Joy will be in short supply when relegated Norwich City visit managerless Everton in Sunday's Premier League finale. One suspects that, for both clubs, there will be a sense of relief that a season which contained so much promise but ended in misery, is over.

Norwich's return to the Championship was confirmed in midweek despite a stirring 4-2 win against Watford after Sunderland brushed aside a disinterested Everton 3-0 at the Stadium of Light in Roberto Martinez's final game before he was sacked.

Few, if any, Norwich fans seriously expected a favour from the blue half of Merseyside, with the Toffees needing to avoid defeat on Wearside to take the survival battle into the final day.

Norwich have no-one but themselves to blame and Alex Neil's brutally honest post-mortem has only enhanced his standing amongst the vast majority of City fans.

Neil admitted, after an uncomfortable lap of appreciation around the Carrow Road pitch following the final whistle against the Hornets, that he had made mistakes this season and his team were simply not good enough at either end of the pitch.

There was also another nod to the fitful recruitment strategy immediately after promotion at Wembley last summer that left City at a major disadvantage in trying to bridge the huge divide.

Yet for all those negative forces, Norwich had still put themselves in a position to secure survival before a tame surrender to Sunderland in a 3-0 home defeat last month signalled the start of the depressing final act.

Norwich went four games without scoring a goal (never mind earning a point) prior to hammering Watford in a bizarre atmosphere at Carrow Road, and battling defeats to Arsenal and Manchester United in that spell were defeats nevertheless as City's squad looked increasingly weary and lifeless.

Martinez's position may now have been decided following Everton's equally wretched second-half to the season, but Neil's future is very much a live topic.

Norwich players applaud the fans after their relegation.

The Scot has made it clear he is up for the fight and the challenge of spearheading Norwich's bid to emulate the likes of Burnley this season, and themselves last season, by limiting their stay in the Football League to just one campaign.
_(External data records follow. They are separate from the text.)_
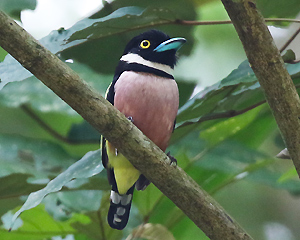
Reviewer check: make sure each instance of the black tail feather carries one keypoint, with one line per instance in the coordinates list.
(119, 210)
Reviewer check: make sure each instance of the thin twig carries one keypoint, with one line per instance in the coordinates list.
(289, 40)
(220, 22)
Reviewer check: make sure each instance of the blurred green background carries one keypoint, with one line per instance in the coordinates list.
(225, 137)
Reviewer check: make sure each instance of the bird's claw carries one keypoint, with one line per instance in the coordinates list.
(130, 119)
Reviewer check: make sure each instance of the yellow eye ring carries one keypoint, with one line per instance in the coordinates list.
(145, 44)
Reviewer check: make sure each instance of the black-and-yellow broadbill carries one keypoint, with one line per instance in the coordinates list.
(145, 91)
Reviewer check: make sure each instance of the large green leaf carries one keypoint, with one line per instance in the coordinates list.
(14, 7)
(92, 40)
(39, 158)
(88, 166)
(235, 94)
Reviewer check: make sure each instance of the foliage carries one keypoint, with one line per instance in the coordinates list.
(217, 141)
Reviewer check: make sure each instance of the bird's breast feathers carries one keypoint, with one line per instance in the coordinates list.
(152, 102)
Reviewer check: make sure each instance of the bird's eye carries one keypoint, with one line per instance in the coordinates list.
(145, 44)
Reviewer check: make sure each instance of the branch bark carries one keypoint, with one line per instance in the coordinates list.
(142, 153)
(270, 71)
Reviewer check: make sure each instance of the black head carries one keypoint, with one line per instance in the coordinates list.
(154, 46)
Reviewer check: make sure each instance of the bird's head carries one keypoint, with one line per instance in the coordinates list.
(155, 46)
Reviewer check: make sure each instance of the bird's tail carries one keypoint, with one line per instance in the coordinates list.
(119, 210)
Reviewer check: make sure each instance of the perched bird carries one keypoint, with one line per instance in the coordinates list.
(144, 90)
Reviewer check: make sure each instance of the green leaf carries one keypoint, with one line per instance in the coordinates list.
(235, 94)
(151, 231)
(31, 156)
(14, 7)
(41, 98)
(86, 167)
(92, 40)
(38, 224)
(279, 8)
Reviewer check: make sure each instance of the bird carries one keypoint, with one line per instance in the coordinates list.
(144, 90)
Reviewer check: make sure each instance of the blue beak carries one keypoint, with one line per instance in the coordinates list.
(171, 44)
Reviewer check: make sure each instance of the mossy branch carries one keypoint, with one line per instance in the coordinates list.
(270, 71)
(202, 209)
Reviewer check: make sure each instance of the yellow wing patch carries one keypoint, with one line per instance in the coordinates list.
(125, 174)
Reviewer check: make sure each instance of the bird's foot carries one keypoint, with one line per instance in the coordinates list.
(173, 159)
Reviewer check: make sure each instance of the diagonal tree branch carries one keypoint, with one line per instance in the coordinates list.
(202, 209)
(270, 71)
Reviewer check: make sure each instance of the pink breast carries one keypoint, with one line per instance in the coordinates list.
(151, 101)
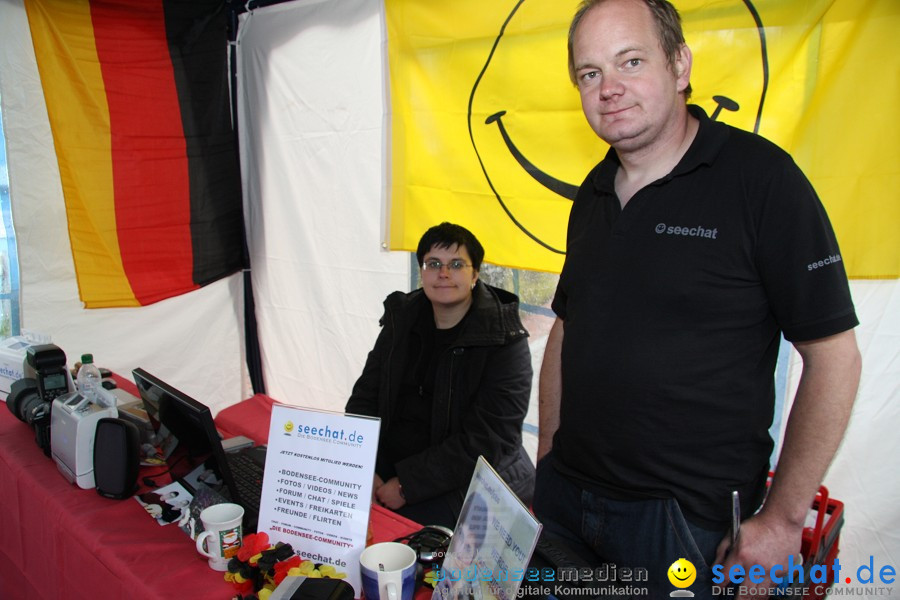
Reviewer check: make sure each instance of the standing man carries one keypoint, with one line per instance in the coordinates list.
(691, 248)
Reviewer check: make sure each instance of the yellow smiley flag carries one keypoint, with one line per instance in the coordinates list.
(487, 130)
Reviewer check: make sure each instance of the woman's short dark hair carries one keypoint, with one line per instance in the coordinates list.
(447, 235)
(668, 30)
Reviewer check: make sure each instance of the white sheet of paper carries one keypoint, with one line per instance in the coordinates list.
(317, 488)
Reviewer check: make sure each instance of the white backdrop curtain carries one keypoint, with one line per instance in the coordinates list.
(311, 103)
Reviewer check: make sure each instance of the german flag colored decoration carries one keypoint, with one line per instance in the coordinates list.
(138, 99)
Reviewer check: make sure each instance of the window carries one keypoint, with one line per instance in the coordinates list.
(9, 260)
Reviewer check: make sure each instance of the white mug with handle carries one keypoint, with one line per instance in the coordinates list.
(222, 534)
(388, 571)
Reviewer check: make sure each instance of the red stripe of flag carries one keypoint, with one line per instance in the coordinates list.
(150, 167)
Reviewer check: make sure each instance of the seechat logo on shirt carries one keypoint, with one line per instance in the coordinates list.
(688, 231)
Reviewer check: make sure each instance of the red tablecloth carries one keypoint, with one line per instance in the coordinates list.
(59, 542)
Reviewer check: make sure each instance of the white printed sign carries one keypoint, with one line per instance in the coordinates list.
(317, 489)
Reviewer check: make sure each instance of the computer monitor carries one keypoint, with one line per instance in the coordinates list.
(185, 431)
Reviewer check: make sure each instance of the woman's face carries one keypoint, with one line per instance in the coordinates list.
(445, 286)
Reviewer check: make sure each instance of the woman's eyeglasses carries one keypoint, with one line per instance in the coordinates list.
(436, 265)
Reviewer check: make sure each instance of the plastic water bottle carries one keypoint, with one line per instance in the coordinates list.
(88, 378)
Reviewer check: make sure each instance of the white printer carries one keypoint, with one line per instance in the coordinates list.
(73, 424)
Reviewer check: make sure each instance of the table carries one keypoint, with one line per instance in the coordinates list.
(59, 542)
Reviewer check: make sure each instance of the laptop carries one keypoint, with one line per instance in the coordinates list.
(193, 449)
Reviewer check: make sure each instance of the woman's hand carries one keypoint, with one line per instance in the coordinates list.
(390, 494)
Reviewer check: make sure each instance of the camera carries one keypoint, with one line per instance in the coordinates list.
(30, 398)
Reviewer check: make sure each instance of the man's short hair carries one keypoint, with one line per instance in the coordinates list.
(447, 235)
(668, 31)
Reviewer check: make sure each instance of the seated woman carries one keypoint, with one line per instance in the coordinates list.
(450, 378)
But understandably, given the shock resignation of the club's chief executive David McNally last week, Neil must sit down with the club's owners after Sunday to seek assurances on the direction of the Canaries.

This is another massive summer in the timeline of Norwich City. It requires a swift resolution to the search for McNally's successor to begin the process of an inevitable churn to the playing squad. Neil reiterated on Thursday, when he spoke to the media, that Norwich do not need to sell their top talent due to their healthy financial situation but that is only one part of the equation.

City profited 12 months ago when they picked up Robbie Brady from relegated Hull City after the Republic of Ireland international had made it clear to the Tigers that he did not intend to stay in the Championship. It would be naive to expect all of Norwich's current squad to think differently.

More to the point, assuming Neil remains at the helm, he must refresh a group of players who in certain cases have now suffered two relegations in three seasons. For some, Norwich's trip to Everton will be their last in the green and yellow.

Neil expects nothing less than a positive flourish, not only to bid farewell to the Premier League on an upbeat note, but to signal the desire and the determination to bounce back at the first attempt.